Tag: effects of medication

July 14, 2014: Mom is at my place for dinner on July 14, 2014, partly because I feel awful leaving her in an environment that causes her to become anxious, partly because her one-on-one care has been scaled back to nine hours per week from thirty-five (about a quarter of the dedicated care she’d previously had), and partly because she and I enjoy each other’s company.

Mom is happier and more engaged when she is with me or a companion who helps her get up and walk around, guides her through mealtimes, sings with her, chats with her or just sits with her in silence. Nursing home employees don’t have time to deliver that kind of care; the ratio of caregivers to residents doesn’t allow it. In fact, many aspects of dementia care are inadequate worldwide.

Furthermore, some people think it’s okay to deny people who live with dementia small pleasures because they seem not to be aware of what’s going on around them. Some people think it doesn’t matter how we treat people who live with dementia because they often forget everything the next minute. But they are aware, and it does matter, and some things are felt and remembered deeply even if they are superficially forgotten.

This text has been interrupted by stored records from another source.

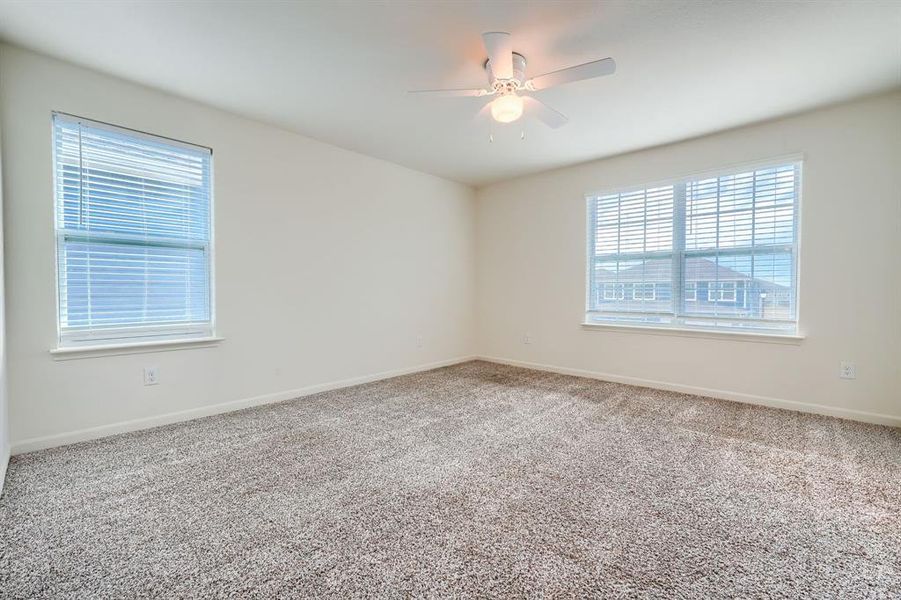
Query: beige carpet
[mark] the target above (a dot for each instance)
(471, 481)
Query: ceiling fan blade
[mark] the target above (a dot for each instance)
(451, 93)
(500, 53)
(597, 68)
(544, 113)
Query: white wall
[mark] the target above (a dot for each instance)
(4, 413)
(329, 264)
(531, 268)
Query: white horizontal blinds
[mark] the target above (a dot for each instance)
(631, 257)
(708, 252)
(133, 234)
(740, 242)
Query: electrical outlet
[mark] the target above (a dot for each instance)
(847, 370)
(151, 375)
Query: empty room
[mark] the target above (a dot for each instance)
(450, 299)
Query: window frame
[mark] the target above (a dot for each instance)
(619, 291)
(694, 293)
(720, 290)
(681, 321)
(644, 286)
(132, 338)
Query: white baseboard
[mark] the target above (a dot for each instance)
(819, 409)
(4, 462)
(93, 433)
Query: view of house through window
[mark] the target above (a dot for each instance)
(133, 235)
(709, 252)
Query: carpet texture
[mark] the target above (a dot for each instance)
(469, 481)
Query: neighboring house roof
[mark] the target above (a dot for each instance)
(696, 269)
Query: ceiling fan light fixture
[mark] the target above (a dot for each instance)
(506, 108)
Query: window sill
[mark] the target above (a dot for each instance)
(74, 352)
(738, 336)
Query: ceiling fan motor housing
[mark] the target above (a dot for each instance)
(508, 86)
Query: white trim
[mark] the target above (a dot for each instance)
(713, 334)
(805, 407)
(725, 171)
(73, 352)
(4, 463)
(93, 433)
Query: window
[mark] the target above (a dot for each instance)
(133, 235)
(644, 291)
(721, 291)
(614, 291)
(707, 252)
(691, 291)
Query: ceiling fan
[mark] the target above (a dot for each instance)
(507, 81)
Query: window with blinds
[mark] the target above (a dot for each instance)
(711, 252)
(133, 235)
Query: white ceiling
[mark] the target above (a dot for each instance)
(338, 71)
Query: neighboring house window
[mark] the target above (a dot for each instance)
(721, 291)
(691, 292)
(133, 235)
(614, 291)
(725, 244)
(644, 291)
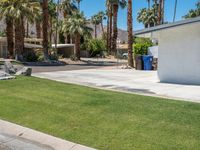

It’s true people who live with dementia are often confused and have difficulty articulating, but that doesn’t mean they don’t think and feel and have awareness. My Mom does, even in the advanced stage of the disease. I’m sure the same is true of many other people who live with dementia. If you think they don’t know, think again! Most of the time Mom talks in what seems like gobbledegook or she parrots what someone else says. That’s her way of engaging with others, of being in community. Sometimes it’s clear she knows exactly what she wants to say, but she struggles to find the right words or to get a complete sentence out.

Yet, despite the medication she is being given and the late stage of her disease, Mom is more aware than she is given her credit for. I hear it in what she says. I see it in how she behaves. I also observe the effects of anti-psychotic medication on her, and I know how much more alive she is when the medication wears off. She is there and she counts, even when others count her out.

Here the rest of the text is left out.